Of the 12 companies bought for $200 million or more in that spree, only two, Miami-based Interval and the TripAdvisor travel-review part of Expedia, are worth what he paid for them, based on market values and write-offs. Diller will continue to lead IAC and be chairman of Ticketmaster. He will also own about 3 percent of each company, spokeswoman Leslie Cafferty said.

``It's certainly not the way you want to go out,'' said Justin Pettit, who leads the mergers practice at Booz & Co. in New York.

Analysts estimate the companies are worth more than their pre-spin prices, from Lindsay's $24 target price per old IAC share to the $31 estimate of Piper Jaffray & Co.'s Gene Munster

After today's trading, the new IAC is the most valuable company at $2.33 billion in market value, including $1.3 billion of cash. Ticketmaster is worth about $1.29 billion, HSN $852.4 million and Interval $885.3 million. Tree, based in Charlotte, North Carolina, is worth $67.1 million, or less than its $110 million cash reserve.

The values are based on projected shares outstanding supplied by Cafferty, and exclude stock options.

New IAC

The remaining IAC has the clearest path to longer-term success, Doug Anmuth, an analyst with Lehman Brothers Holdings Inc., said in an interview. IAC's Ask.com, the fourth-largest search engine, according to researcher ComScore Inc., is increasing profit because of a renegotiated advertising sales deal with Google Inc., the leader.

New IAC's profit before interest, taxes and non-cash costs should jump 57 percent next year to $195 million, Anmuth said.

IAC is also making a push in local advertising, McInerney said. CitySearch, which focuses on local entertainment, is profitable, and ServiceMagic, a referral site for home repair, boosted second-quarter profit 33 percent.

``The time for local is now,'' McInerney said. ``We've been building this for long time.''

`Significantly Worse'

HSN, based in St. Petersburg, Florida, is the stock the market undervalues the most, Anmuth said. The second-largest TV retailer behind QVC Inc., HSN has increased sales since hiring Chief Executive Mindy Grossman in 2006, while profit margins are a fraction of those at QVC, company reports show.

IAC has encouraged analysts to focus on HSN's cable channel, which boosted second-quarter profit 20 percent, while downplaying the Cornerstone clothing and home-goods catalog business, Lindsay said. He recommends holding IAC and doesn't own it. Including Cornerstone, profit fell 20 percent.

``HSN's problems are significantly worse than expected,'' Lindsay said.

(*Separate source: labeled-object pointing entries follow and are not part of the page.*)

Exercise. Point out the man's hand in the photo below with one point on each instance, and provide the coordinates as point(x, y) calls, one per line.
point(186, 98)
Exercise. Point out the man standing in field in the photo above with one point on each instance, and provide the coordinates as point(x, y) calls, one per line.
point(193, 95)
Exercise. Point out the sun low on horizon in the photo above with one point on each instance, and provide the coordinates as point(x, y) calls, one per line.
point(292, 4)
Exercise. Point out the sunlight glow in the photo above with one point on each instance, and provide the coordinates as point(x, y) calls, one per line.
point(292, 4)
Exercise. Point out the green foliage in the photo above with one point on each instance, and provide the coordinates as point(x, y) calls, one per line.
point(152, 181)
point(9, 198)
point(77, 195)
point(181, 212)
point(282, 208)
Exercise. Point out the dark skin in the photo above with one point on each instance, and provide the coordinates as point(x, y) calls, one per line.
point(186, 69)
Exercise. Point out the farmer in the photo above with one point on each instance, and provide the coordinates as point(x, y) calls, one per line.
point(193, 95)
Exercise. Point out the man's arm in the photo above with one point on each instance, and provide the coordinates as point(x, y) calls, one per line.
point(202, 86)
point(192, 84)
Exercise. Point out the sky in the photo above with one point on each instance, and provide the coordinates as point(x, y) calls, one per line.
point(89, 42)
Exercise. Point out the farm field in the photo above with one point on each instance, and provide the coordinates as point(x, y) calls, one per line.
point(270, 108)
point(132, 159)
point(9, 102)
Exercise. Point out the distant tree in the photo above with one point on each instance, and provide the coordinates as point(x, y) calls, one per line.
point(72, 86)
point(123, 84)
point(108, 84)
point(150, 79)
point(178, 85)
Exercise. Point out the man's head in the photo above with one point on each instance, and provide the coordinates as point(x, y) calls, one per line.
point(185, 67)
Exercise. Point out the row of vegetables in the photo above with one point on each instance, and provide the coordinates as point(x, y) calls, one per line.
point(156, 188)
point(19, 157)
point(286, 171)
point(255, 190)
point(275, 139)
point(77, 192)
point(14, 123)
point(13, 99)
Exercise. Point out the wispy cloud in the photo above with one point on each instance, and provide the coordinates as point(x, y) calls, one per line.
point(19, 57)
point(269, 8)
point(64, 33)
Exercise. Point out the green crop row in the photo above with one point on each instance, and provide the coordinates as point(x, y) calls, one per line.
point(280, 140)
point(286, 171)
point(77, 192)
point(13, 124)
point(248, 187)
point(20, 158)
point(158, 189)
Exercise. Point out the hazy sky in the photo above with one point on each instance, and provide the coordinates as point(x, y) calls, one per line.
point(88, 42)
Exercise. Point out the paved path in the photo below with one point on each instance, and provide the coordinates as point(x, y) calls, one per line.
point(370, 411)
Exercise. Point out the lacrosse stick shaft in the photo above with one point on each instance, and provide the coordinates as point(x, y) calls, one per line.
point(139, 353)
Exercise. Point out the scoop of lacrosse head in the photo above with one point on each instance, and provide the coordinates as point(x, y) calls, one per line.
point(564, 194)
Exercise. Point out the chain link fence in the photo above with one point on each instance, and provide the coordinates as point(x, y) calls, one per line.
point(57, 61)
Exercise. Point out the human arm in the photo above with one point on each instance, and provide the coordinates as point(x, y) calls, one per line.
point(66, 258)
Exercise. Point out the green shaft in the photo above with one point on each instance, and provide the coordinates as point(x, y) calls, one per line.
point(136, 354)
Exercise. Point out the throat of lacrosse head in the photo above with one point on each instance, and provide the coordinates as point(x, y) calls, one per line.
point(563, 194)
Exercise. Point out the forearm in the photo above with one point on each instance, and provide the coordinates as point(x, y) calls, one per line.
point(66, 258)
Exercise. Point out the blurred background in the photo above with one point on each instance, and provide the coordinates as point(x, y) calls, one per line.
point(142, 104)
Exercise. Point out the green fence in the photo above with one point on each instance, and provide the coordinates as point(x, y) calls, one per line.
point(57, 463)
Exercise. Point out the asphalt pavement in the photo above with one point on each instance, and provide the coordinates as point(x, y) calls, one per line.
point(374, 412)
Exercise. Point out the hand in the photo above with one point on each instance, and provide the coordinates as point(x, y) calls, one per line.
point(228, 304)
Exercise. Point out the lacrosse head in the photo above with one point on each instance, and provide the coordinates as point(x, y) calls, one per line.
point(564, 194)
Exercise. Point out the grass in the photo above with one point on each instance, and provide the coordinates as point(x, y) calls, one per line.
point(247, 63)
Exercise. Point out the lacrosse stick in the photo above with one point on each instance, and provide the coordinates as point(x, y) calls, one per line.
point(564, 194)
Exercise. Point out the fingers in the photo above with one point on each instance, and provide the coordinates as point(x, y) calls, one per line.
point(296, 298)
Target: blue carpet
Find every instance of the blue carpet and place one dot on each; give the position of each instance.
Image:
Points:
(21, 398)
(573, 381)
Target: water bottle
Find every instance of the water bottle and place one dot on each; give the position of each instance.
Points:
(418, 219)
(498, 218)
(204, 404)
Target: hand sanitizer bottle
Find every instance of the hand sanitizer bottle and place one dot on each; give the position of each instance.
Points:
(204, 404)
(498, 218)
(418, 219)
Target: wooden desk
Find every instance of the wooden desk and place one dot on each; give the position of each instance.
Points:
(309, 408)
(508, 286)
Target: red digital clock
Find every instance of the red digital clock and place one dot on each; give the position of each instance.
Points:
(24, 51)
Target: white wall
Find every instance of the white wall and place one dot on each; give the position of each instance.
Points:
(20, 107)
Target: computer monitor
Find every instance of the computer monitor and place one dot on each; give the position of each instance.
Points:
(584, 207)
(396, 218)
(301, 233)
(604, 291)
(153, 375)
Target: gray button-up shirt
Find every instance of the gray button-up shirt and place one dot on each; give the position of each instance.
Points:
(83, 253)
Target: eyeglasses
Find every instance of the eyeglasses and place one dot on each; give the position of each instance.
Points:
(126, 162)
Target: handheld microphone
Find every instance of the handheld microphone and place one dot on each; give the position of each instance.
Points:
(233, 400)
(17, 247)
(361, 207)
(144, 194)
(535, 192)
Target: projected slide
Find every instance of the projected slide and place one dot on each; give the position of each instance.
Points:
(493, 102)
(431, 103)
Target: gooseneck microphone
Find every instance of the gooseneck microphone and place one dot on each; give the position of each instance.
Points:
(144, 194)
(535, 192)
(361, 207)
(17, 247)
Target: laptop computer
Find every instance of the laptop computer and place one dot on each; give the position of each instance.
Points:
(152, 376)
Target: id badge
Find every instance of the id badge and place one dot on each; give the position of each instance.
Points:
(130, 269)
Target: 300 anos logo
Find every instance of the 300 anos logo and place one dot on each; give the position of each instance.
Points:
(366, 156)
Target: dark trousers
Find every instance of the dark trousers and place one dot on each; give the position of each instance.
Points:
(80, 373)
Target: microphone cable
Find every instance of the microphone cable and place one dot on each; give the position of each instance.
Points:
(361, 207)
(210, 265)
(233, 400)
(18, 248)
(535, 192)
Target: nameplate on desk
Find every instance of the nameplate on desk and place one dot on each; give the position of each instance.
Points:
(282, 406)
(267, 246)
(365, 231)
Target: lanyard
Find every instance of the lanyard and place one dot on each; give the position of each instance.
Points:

Ticketmaster, in West Hollywood, California, faces competition from former customer Live Nation, the concert promoter now selling its own tickets, and is counting on the January acquisition of TicketsNow Inc. to close in on EBay's StubHub.com in consumer-to-consumer ticket sales.

Eric Baker, a StubHub co-founder who runs London ticket site Viagogo.com, said Ticketmaster has vowed to enter that business since 2002.

``Six years later they're nowhere,'' Baker said.